Adam, that is a very good explanation of what is really happening when wood burns in a stove. One huge quibble I have is that they are saying that unseasoned wood only produces half the heat of seasoned wood. This is only true when comparing weights, not volumes.

A freshly cut tree has even higher moisture content, often above 60%. Similar calculations show that this fresh wood has only 2000 Btu/pound of energy available. This explains why it is so difficult to burn freshly cut trees.

They are speaking of weight. We figure wood (and fill our stoves) by volume. Disregarding physical shrinkage, a cord of green wood contains the same amount of burnable material as a cord of seasoned wood. Some woods like ash and locust shrink very little when stacked, so the only real difference between them would be the unrecoverable heat used to evaporate the extra water. That's not as much as most folks have been led to believe, but it is heat lost nonetheless.

 

[EatenByLimestone]

Aheat, I wasn't sure my figures for mc taking away btus were right either. I don't know how to calculate it any better though... Maybe one of those engineer folks can chime in.

Matt

 

[Battenkiller]

Aheat, I wasn't sure my figures for mc taking away btus were right either. I don't know how to calculate it any better though... Maybe one of those engineer folks can chime in.

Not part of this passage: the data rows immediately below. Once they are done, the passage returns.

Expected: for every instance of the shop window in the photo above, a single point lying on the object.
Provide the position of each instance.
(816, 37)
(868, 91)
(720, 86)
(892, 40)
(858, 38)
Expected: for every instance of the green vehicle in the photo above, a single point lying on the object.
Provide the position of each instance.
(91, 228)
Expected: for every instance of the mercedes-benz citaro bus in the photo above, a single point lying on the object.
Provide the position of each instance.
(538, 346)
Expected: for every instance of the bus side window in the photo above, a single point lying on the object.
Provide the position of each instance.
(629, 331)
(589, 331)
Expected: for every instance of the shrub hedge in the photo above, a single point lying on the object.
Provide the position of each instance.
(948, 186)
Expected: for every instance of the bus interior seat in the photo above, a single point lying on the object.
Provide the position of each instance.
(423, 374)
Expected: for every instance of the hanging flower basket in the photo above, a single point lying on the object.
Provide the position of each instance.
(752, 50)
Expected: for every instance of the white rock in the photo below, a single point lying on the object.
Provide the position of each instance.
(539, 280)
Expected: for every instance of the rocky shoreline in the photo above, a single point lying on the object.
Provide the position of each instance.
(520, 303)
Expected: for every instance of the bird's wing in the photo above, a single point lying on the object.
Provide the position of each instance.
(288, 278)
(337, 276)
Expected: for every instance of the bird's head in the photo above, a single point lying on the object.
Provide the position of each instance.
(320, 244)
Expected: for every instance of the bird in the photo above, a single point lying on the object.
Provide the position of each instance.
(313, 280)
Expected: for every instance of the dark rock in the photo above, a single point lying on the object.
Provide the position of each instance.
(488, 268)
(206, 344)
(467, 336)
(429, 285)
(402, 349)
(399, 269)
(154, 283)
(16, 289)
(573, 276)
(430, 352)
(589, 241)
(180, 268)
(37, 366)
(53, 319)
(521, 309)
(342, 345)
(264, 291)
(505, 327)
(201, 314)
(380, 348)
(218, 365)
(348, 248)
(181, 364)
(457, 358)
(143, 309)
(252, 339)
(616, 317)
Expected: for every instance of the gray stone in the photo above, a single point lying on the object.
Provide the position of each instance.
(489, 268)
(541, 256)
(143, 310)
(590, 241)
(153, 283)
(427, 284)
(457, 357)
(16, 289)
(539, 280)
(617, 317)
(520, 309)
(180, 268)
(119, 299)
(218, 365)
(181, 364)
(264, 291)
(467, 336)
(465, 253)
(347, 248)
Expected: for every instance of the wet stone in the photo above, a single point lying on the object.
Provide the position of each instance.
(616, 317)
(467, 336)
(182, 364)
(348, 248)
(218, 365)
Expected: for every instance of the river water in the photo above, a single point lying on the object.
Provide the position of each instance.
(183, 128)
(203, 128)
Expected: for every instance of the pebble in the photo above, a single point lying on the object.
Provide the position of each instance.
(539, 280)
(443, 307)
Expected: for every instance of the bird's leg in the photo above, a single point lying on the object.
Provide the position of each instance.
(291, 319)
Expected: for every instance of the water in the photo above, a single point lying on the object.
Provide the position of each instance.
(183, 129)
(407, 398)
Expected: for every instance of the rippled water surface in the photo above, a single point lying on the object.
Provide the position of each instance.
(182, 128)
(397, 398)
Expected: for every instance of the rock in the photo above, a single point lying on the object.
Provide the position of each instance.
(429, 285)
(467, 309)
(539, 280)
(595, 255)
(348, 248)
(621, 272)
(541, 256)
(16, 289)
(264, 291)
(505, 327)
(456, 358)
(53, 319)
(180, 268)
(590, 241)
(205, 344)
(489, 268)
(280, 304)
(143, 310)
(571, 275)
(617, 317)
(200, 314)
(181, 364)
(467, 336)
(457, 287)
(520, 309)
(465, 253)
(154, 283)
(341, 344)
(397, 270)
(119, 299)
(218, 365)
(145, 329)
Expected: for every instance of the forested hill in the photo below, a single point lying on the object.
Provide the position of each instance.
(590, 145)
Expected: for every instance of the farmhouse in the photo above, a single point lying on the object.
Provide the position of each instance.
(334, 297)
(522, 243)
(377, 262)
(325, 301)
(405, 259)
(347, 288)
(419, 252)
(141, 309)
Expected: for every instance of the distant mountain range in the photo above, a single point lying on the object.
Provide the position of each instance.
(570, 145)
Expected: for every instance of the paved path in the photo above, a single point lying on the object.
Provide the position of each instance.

No engineer here, but the biggest problem lies in the way moisture contents are determined and expressed. It is the total weight of the water divided by the the ovendry weight (at 0% MC). So a 1.25 pound piece of wood at 25% MC as is commonly expressed has .25 pounds of water, which actually is only 20% water by weight, not 25%. A 1.5 pound piece of wood at 50% MC has .5 pounds of water, but that is only 33% water by weight, not 50%. And so on.

Then you have to account for the heat losses in both water evaporated and in unrecoverable heat from the water vapor formed by combustion. We need someone to write a program that covers all of these variables. It won't be me, the only programming I know about is on network TV. Maybe it can be done in a spreadsheet? Dunno. Don't wanna try, neither.

 

[vvvv]

assuming the wood placed in the stove is @ 50*f then
water from 50* to 212*f requires 162 btu/lb of water
water turning to steam requires 970 btru/lb of water
total= 1132 btu/ lb of water
2000 lb firebrix @ 10% mc would lose 200 lb water & require 226400 btu for mc heatloss.
2000 lb wood @ 25% mc would lose 500 lb water & require 566000 btu for mc heatloss
cord of wood weighs more than 2000 lbs depending on species & mc

 

[vvvv]

http://www.chimneysweeponline.com/hosawdustlogs.htm

 

[Battenkiller]

water turning to steam requires 180 btru/lb of water

You're using BLIMP physics again. Real figure is about 970 BTU/lb of water.

http://www.engineeringtoolbox.com/fluids-evaporation-latent-heat-d_147.html

 

[vvvv]

water turning to steam requires 180 btru/lb of water

You're using BLIMP physics again. Real figure is about 970 BTU/lb of water.

http://www.engineeringtoolbox.com/fluids-evaporation-latent-heat-d_147.html

no, copied from another site which didnt have a table . thanx 4 the link. time to recalculate?